まず、寒冷地用と一般地用で、室内機の差はあまりありません。大きく違うのは室外機で、寒冷地用エアコンの方がよりパワフルな圧縮機(コンプレッサー)を搭載しています。

暖房時のイメージ

暖房ではまず、熱交換器で、空気に含まれた熱を外気から取り入れます。そしてコンプレッサーで圧縮、冷媒に熱を乗せ室内機へと運んでお部屋を温めるのです。この仕組みは一般的にヒートポンプという技術が採用されています。
※冷媒…空気の中にある「熱」を運ぶガスのこと。

寒冷地の場合、一般地よりも外気温が低くなります。冷媒をよりパワフルに圧縮しないと素早くお部屋を暖められないので、寒冷地用エアコンのコンプレッサーはより強力なのです。

熱交換器の差

また、熱交換器にも違いがあります。

熱交換器は、室内機に取り込んだ空気を冷たくしたり暖かくしたりするパーツです。寒冷地の冷たい外気からより多くの熱を集めるために、熱交換器の表面積を大きくしたり増やしたりと、各メーカーが工夫をしています。

雪や霜、凍結対策

室外機は文字通り、部屋の外、屋外に設置するもの。一般地と寒冷地の大きな違いはやはり雪です。また外気の寒さが直撃するため、凍結や霜も避けては通れない問題です。

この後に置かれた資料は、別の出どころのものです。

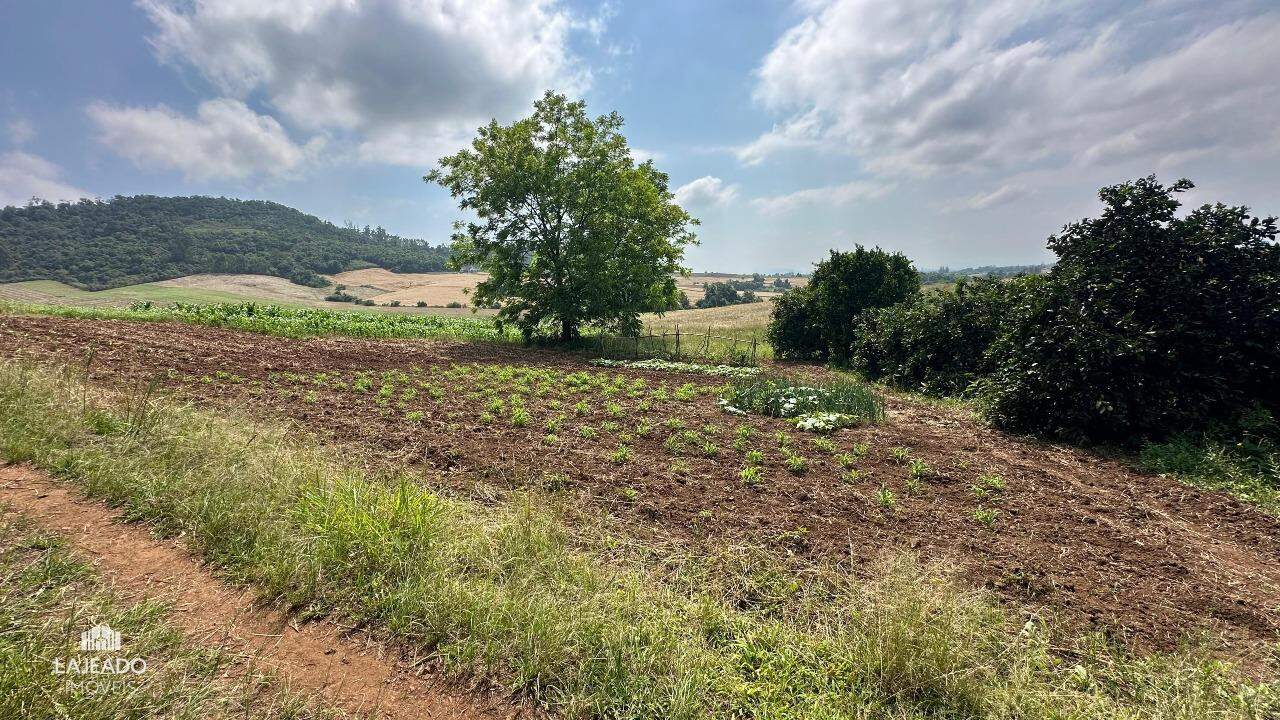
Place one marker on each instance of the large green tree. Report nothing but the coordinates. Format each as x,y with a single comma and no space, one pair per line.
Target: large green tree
568,227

凍結防止ヒーターがドレンパン(室外機の底面の、水受け皿の部分)に搭載されていたり、運転していない時でもファンが自動的に間欠運転をして雪の吹き込みを低減したりと、寒冷地ならではの雪対策、凍結対策といった工夫が凝らされています。

ドレンパンヒーターイメージ

室外機の熱交換器を上下に分け、半分は霜取りをしながら、残り半分で暖房運転を続けるといった施策をとっているモデルもあります。これにより霜取り中でも暖房運転が止まらず、快適な暖かさが得られます。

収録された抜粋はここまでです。